I looked through several pattern books before I found the right piece; here are the books I consulted, which, though they didn't contain the winning shawl, did have lots of helpful advice:
- Sharon Miller, Heirloom Knitting
- Meg Swanson, A Gathering of Lace
- Martha Waterman, Traditional Knitted Lace Shawls
There are plenty of other books out there containing sample lace stitch patterns, but since this is my first project I wanted toa full pattern with lots of guidance. Maybe after this one I'll be brave enough to try putting together my own mix of patterns.
So the Sheelagh shawl I picked is from the now out-of-print and hard-to-find Gladys Amedro's Shetland Lace. The book contains both shawl patterns and basic stitch patterns, all written in the traditional Shetland knitting abbreviations (e.g., T = k2tog or ssk, c = YO). I prefer to work from charts, so I not only had to translate the Scottish symbols into English/American, I also had to plot everything onto charts. It's not the most user-friendly book in the world, but I actually enjoy charting because it forces me to read a pattern all the way through before starting and helps me puzzle through the structure of a new pattern better than if I just started knitting from a chart someone else made. I made all my charts in a Microsoft Excel spreadsheet, which I'll post here if I can figure out how to do it.
One tricky part of that charting project was that Shetlanders apparently use the symbol T for both k2tog and ssk decreases, leaving it to the expert knitter to figure out which way the stitches should slant. I had to refer to a few other books to learn what to do for the Print o' the Wave pattern.
I ordered a bag (ten 25g balls) of Jamieson's Cobweb Shetland 1-ply wool, undyed cream color, from Schoolhouse Press. I had never seen this type of yarn before in any local stores and was surprised by just how thin it really is - it is like knitting with heavy sewing thread.
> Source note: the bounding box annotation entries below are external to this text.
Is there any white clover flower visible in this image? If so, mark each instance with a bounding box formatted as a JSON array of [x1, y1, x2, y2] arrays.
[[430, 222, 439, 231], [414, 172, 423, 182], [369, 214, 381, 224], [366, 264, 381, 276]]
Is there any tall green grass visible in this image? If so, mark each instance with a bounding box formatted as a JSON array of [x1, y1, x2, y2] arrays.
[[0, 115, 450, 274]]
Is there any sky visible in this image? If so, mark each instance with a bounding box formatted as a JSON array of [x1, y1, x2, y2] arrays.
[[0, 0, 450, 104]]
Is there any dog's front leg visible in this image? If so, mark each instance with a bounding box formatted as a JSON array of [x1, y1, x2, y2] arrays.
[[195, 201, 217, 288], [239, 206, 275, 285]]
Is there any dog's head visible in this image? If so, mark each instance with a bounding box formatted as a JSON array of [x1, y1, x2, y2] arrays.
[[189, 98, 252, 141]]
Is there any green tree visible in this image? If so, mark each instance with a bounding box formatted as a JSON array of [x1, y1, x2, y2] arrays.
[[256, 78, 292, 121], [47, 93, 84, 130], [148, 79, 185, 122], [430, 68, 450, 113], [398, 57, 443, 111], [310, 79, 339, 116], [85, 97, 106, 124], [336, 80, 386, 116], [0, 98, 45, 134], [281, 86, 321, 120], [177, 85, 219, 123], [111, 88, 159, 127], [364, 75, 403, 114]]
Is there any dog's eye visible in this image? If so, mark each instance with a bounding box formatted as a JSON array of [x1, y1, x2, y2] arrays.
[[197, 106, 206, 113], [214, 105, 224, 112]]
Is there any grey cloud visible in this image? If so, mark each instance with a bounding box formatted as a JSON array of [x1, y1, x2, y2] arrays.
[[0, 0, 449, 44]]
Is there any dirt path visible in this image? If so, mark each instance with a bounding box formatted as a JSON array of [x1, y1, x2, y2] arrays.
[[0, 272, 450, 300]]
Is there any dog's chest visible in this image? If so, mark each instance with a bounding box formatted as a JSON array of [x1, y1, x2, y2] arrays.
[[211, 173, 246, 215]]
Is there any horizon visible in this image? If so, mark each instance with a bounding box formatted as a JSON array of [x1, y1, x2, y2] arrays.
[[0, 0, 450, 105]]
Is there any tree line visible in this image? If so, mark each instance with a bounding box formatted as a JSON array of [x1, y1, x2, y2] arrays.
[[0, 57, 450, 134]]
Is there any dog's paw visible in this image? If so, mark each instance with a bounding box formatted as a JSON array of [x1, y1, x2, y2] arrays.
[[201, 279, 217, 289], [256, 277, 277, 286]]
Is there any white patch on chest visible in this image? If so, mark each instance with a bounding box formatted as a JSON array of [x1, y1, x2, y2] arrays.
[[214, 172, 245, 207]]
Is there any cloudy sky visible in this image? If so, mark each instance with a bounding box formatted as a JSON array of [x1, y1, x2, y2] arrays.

It appears to have been slightly starched before being wound into balls, because it feels a bit stiff - this is a great benefit because it keeps the knitting from collapsing into a mass of fluff, and helps you feel like you're holding something more substantial than a thin thread. Working with it does take some getting used to, because you must hold the knitting loosely.
So, with all that preparation done, I finally cast on for the Sheelagh Shawl this week. The pattern requires that you first knit a loooooooong strip of border, and then pick up stitches to knit the shawl's innards in the round. The pattern calls for a basic pointy edge plus a repeat of Print o' the Wave, so it works out to about 34-37 sts per row. A full repeat gives four waves plus three pointy edges, 48 rows total. And I have to do 40 of those! So far I have, um, two repeats done. Let's see - baby is due end of July, and I have 126 days to go before he arrives. If I average a repeat per day, that will take 40 days, then I still have to do the monstrously huge center of the shawl. Perhaps I need to pick up my speed and try to get two repeats done per day. I think I'll set a goal of being done with the border by the end of April; that will give me May, June, and July to finish the rest of it. Now I just have to figure out how to block this thing when it's done - should I get my husband to make me a frame like this?